Just round the corner there was a veggie/vegan restaurant.  Kevin ordered pancakes and Joan ordered a burger which she thought was vegan.  She had asked for vegan cheese.  It came with a fried egg, which was quickly given to Kevin.  It was very filling and gently spiced but she ate the filling first but then when she bit into the bread she realised it had butter on it.  She checked with the waitress who confirmed it had butter on it.  But then the waitress changed her story when Joan pointed out she was not only vegan, but lactose intolerant.  (From the reaction later, it definitely was butter.)



Kevin, meanwhile, has some nice pancakes with a fried egg thrown in.


Banos town is quite compact and full of local and foreign tourists, like us!  It sits in a basin with steep slopes at about 1,600 metres asl.  It's a spa town with hot springs and is also the gateway to the Amazon.  Sadly three weeks isn't sufficient for us to go down to the river basin.


The Church is the sole stand out building, but it's had to be rebuilt many times because of earthquakes.


We called in at the supermarket for rations.  Here's some super healthy rice cereals.



Most wine is $5 to $7 dollars but home favourite Casillero del Diablo was a whopping $16.70.


Cactus leaves.


Dragon fruit

One of Joan's colleagues at BCVS used to live and work in Ecuador, and has asked us to bring  back some Guava jam.



Little road trains run around the centre.  This dinosaur one was driven in a rather precarious manner.


Street stalls near the Virgin Hot Baths.


The hot baths.  (We're going to a different one outside town)




The Waterfall of the Virgin.


Concrete troughs installed in 1943 for the towns people to use the clean spring water.




One of the really weird things about Ecuador (but which totally makes sense when you think about it), is that there isn't really a twilight.  Kevin and I independently have both noticed as it seems to be either light or dark.
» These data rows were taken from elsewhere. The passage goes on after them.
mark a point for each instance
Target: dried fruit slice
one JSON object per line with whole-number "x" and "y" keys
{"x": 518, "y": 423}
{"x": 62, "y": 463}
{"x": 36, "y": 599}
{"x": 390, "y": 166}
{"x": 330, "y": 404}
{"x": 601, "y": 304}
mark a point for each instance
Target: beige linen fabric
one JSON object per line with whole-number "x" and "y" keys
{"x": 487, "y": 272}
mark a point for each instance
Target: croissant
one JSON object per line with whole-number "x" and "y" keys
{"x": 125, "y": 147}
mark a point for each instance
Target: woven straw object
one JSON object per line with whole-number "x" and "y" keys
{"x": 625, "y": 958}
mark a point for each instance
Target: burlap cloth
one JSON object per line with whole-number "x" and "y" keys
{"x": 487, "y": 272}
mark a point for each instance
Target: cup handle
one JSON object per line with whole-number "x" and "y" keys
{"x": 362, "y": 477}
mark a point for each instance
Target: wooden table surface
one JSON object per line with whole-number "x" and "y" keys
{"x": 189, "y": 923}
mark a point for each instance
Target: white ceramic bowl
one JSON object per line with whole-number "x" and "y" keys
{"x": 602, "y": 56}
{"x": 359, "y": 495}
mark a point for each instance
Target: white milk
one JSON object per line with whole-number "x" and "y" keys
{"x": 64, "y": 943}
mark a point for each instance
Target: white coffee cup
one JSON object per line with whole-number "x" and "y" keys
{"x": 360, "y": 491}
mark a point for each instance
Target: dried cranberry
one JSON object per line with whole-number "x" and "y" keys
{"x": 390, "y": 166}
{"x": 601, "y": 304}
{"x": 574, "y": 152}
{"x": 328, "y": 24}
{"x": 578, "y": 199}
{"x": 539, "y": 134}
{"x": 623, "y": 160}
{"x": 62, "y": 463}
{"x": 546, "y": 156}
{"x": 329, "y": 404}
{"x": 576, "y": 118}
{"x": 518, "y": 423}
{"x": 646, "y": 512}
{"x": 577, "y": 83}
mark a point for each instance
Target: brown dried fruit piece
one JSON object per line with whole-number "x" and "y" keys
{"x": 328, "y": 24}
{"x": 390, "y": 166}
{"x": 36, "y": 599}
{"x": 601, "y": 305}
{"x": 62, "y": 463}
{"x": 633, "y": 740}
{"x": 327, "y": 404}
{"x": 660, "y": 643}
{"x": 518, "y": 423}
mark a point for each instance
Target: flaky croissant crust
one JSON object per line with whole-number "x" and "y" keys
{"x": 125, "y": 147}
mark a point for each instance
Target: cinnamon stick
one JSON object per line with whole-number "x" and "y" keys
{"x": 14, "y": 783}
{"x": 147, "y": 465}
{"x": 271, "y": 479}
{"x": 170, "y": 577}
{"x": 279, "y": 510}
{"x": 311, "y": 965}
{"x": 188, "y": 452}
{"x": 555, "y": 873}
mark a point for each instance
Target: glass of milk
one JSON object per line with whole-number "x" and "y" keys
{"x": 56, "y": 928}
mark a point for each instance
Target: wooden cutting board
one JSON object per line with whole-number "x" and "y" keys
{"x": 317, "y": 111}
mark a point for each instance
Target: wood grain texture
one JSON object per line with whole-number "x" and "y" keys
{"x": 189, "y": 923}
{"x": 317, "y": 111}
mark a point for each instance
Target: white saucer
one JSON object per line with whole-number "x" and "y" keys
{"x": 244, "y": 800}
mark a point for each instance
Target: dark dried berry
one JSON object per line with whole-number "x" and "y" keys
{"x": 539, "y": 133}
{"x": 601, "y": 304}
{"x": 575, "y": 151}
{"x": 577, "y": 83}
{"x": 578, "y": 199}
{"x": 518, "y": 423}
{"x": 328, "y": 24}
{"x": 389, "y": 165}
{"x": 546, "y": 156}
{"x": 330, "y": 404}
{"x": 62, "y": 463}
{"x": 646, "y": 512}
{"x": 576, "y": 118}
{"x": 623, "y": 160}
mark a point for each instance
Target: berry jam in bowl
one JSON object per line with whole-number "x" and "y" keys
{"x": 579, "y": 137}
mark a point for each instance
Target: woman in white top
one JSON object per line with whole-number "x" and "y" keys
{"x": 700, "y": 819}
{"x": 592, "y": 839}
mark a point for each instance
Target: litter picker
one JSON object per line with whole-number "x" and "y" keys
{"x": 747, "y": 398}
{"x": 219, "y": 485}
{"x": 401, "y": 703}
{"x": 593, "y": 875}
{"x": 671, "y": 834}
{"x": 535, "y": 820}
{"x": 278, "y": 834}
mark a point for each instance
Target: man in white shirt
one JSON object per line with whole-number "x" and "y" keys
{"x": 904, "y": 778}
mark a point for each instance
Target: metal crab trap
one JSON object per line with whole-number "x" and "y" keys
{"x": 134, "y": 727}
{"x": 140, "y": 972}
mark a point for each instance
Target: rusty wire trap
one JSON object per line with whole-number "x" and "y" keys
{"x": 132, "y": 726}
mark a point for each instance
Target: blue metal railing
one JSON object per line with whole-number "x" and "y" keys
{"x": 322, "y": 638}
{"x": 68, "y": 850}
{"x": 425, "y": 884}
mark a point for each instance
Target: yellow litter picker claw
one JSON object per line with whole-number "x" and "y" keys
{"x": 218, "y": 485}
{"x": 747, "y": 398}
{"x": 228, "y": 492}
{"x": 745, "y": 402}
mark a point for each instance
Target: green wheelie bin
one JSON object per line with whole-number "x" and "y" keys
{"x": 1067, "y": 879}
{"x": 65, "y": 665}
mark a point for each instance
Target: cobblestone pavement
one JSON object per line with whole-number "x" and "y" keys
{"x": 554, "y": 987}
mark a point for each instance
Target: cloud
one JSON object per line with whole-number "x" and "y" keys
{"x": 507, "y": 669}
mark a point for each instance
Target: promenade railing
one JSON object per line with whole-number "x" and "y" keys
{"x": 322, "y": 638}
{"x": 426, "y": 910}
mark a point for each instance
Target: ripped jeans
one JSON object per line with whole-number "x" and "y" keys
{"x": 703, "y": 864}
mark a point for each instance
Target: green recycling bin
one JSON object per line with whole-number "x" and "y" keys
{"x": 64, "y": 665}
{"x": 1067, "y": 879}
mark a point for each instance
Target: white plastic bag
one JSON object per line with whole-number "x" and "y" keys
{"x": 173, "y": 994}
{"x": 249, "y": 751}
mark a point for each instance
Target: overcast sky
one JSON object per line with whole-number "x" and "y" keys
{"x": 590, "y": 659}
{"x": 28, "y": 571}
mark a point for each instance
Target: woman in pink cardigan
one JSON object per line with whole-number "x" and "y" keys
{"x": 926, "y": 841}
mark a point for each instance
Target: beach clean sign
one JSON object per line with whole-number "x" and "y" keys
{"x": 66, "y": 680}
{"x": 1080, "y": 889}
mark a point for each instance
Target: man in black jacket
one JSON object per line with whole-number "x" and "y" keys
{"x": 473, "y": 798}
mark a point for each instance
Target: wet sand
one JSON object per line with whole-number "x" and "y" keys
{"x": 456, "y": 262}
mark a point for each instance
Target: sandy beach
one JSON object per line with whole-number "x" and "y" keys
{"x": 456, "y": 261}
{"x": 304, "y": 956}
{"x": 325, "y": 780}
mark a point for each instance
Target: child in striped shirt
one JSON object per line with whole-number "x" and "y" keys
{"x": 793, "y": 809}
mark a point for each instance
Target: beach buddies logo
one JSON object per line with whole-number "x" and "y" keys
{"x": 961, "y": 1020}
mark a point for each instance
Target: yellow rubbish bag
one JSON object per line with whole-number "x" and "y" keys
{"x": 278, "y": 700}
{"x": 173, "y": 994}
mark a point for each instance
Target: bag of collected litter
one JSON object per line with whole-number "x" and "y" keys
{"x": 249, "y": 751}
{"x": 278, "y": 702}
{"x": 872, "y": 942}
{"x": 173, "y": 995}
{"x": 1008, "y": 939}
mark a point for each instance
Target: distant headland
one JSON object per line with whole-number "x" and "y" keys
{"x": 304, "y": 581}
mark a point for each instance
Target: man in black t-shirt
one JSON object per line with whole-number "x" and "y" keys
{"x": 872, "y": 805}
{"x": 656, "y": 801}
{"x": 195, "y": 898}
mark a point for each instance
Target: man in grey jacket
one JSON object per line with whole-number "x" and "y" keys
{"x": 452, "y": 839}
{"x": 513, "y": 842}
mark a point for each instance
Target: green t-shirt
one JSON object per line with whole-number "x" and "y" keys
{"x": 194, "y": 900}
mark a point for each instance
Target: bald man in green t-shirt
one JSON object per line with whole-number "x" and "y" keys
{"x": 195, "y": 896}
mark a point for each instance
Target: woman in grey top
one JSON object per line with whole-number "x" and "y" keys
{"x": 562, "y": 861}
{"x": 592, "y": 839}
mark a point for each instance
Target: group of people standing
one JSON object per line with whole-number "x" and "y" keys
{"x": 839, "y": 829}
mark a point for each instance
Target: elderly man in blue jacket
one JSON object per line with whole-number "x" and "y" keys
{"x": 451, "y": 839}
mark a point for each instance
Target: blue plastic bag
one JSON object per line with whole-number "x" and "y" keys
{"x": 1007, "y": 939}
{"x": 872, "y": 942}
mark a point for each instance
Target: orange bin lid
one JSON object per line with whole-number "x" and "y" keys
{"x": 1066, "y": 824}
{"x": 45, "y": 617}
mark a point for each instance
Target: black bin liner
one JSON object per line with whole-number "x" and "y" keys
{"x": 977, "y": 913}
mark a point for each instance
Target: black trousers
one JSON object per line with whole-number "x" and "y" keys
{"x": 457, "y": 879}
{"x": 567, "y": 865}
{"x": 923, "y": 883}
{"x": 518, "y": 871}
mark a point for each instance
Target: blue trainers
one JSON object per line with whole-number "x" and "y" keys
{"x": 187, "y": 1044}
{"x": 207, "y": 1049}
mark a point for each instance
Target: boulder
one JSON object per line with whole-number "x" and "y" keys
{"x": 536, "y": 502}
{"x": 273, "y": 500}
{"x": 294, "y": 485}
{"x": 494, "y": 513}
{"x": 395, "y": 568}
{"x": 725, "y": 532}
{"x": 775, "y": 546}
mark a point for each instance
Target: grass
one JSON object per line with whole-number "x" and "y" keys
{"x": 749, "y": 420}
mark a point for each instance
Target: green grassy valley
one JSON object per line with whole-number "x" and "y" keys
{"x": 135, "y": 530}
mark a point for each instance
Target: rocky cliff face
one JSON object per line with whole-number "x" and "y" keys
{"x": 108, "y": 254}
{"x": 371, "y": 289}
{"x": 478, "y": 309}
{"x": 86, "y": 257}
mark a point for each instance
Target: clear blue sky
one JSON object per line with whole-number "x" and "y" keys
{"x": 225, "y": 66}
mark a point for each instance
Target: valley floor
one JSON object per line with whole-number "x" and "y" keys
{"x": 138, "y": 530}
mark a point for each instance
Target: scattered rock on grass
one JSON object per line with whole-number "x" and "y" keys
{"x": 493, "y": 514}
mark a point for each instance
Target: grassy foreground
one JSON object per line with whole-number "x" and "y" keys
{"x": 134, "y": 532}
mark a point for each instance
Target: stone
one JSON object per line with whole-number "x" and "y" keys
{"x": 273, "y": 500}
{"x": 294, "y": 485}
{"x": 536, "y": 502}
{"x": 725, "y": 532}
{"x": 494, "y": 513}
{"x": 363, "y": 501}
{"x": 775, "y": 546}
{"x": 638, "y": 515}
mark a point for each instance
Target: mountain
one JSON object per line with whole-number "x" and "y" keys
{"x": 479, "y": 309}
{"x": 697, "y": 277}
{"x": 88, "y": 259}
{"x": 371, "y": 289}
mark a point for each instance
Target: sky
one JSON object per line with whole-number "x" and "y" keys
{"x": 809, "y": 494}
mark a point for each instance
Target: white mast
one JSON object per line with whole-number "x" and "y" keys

Dusk and dawn last about 15 minutes.   The sky last night at dusk was an amazing purple.


We sat on our balcony watching the road trains go by and young people in the Crystal Tower opposite take shots for their Instagram accounts or TikTok.
 

We even posed for one ourselves near the waterfall but we weren't as glamourous! Most of these artificial photo opportunities cost money.  It reminded us of the wooden cartoons at the seaside where you stick your head through.